"Okay," Toffee said. A small shaft of light darted in and out of the closet as she opened the door and closed it again. "They're churning about like cattle in a loading chute," she reported. "Where are you?"
"Sitting on the floor," Marc said. "I'm beginning to find this place restful."
"You're beginning to stink of Irish whiskey," Toffee said. "Stop gulping at that bottle like a great fish and hand it back."
"I wonder if we should offer George a drink?" Marc said with growing amiability. "I definitely heard him breathing back there just now. Sounds a trifle wheezy, I'm afraid."
"I think we ought to banish George from our minds," Toffee said. "Besides, now that I've got the bottle back I don't intend to be free about handing it around for quite some time."
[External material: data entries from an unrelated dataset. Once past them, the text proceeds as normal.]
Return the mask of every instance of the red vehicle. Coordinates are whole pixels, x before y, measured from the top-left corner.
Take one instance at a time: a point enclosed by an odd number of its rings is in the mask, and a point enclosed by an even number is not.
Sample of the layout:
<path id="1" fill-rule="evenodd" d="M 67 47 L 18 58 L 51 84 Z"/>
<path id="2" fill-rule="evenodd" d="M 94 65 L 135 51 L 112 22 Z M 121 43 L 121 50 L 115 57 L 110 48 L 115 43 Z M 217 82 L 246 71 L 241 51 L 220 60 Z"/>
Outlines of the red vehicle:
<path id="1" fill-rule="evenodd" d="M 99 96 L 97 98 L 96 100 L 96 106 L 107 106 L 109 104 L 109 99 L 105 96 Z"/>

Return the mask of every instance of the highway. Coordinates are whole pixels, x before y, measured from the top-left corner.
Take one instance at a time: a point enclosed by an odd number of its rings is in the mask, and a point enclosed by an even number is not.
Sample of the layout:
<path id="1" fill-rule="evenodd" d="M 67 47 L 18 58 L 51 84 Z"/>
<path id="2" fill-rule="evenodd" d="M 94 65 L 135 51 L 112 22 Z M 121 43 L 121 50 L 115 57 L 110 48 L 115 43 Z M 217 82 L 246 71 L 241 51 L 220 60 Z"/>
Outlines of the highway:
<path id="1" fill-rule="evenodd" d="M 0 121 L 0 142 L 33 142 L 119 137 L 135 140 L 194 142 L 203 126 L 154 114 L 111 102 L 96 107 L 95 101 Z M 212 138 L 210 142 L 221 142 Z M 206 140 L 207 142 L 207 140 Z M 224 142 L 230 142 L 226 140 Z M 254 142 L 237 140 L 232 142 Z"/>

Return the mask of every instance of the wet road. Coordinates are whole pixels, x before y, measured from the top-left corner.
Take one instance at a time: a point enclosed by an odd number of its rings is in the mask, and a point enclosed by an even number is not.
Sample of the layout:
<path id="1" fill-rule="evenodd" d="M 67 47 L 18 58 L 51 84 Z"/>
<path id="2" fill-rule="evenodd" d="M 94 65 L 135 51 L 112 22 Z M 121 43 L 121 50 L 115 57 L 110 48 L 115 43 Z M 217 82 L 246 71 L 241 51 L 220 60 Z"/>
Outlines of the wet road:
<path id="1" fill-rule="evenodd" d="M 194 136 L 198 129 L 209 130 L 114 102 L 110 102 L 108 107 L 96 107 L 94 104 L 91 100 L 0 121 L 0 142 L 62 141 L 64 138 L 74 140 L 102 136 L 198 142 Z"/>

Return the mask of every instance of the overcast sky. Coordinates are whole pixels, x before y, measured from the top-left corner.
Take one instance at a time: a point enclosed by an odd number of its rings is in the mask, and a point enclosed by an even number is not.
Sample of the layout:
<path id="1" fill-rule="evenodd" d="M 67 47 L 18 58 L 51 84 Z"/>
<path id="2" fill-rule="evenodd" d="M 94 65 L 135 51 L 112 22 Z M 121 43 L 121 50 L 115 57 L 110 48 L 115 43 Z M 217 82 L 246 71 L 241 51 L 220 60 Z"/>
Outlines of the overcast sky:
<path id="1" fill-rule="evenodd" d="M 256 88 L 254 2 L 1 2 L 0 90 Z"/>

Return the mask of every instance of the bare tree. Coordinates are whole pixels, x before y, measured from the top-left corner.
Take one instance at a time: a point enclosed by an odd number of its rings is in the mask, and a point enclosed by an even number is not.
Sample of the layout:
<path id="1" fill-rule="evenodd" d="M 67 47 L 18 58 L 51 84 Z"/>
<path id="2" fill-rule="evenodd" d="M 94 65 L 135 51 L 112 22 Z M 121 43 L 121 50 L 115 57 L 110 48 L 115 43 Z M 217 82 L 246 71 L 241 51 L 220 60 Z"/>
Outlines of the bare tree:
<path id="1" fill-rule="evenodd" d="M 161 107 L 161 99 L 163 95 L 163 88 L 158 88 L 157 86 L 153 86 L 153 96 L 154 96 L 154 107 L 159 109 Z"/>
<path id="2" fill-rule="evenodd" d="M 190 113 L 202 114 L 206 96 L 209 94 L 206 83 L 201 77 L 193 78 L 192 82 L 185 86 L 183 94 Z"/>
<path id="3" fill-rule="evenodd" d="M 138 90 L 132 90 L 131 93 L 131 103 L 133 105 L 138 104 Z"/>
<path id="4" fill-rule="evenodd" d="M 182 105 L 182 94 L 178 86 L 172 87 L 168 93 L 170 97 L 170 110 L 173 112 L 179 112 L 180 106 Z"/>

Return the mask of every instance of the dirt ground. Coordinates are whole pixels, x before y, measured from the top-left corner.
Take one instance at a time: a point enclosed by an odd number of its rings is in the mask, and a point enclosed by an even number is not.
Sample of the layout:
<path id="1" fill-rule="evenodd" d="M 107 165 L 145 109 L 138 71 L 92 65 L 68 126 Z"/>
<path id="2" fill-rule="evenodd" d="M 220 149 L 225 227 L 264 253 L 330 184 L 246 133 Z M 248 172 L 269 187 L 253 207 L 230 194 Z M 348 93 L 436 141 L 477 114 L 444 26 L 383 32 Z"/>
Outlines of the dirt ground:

"All right," Marc said. "Have it your way. George is banished."
There was a prolonged period of contented silence, broken intermittently by faint gurgling sounds, first from one side of the closet then the other. It was Toffee who finally spoke.
"By the way," she said, "what was all that nonsense about your getting yourself shot?"
"Oh, that," Marc said negligently. "It's a bunch of subversives. They have a subtle plan to poison the minds of the public against the government—with the government's permission. I went on the air to expose them, but they had me shot to stop me. There was this dark fellow with a scar over his left eye in the control booth...." He paused. "Holy smoke! I forgot. This is serious business, isn't it?"
"It sounds like it," Toffee said. "How far did you get in your broadcast?"